The build-up of secretory granules (SGs) within cells, and the ability to acutely stimulate their release with agonists, define a regulated exocytic phenotype. In airway epithelial cells, mucin secretion occurs by a regulated process in vitro and in vivo, and this involves the sequential initiation of production (i.e., extracellular signal transduction, resulting in the synthesis and storage of mucin in exocytic granules) and secretion (i.e., extracellular signal transduction resulting in exocytosis). Mucous cell exocytosis is rapidly induced by a variety of secretagogues that include cholinergic and purinergic agonists, proteases, arachidonic acid metabolites, secreted inflammatory cell products, and pathogens (for review see Refs. 42, 43). Thus, in respiratory diseases, infectious, irritant, and allergic stimuli coordinate elevated mucin synthesis with increased activation of the regulated exocytic pathway to lead to mucus hypersecretion.
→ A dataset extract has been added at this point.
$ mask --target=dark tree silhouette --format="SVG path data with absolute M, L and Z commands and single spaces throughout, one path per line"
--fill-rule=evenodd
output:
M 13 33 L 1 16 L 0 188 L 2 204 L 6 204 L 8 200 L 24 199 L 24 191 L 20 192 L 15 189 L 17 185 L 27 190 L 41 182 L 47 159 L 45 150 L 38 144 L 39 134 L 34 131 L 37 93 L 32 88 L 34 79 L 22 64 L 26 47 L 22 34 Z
Regulated exocytosis in eukaryotes depends upon the trafficking of SGs to the cell surface and fusion of the lipid bilayer surrounding SGs with the plasma membrane (Figure 2). This requires the concerted action of multiple trafficking proteins that mediate SG transport and content release. In the early steps of exocytosis, the GTPase Rab27 localizes to SG membranes and binds to myosin V via the anchoring protein melanophilin, thereby allowing for granule transition from microtubules to the cortical actin network (44–46). Myristoylated alanine-rich C kinase substrate (MARCKS) transiently localizes to SGs upon secretagogue stimulation, where it is necessary for the recruitment of the actin cytoskeleton to mucous SGs and subsequent mucin secretion in polarized airway epithelial cells in vitro (47) and in mice in vivo (48). These two processes mediate the transition of SGs from microtubule-kinesin–dependent to actin-myosin–dependent transport at the cell periphery (49), and the depolymerization of cortical actin that otherwise serves as a barrier to the later steps of granule fusion (50). After transport, SGs are tethered and then docked to the plasma membrane via protein–protein interactions. The role of Rab3 in the tethering process is especially evident in Caenorhabditis elegans, in which deletion of its single Rab3 isoform results in failure to localize synaptic vesicles at the active zone and a ∼ 50% decrease in synaptic neurotransmission (51). Mice and humans have four Rab3 isoforms, three of which are present in the secretory cells of the airways (5). The absence of any single isoform has little effect on secretory function of neurons, but a quadruple Rab3A/B/C/D knockout mouse dies of asphyxiation at birth, indicating that neurotransmission is severely impaired (52). Studies focused on gaining an understanding of the role of airway epithelial isoforms of exocytic proteins in mucin granule secretion are underway in several laboratories.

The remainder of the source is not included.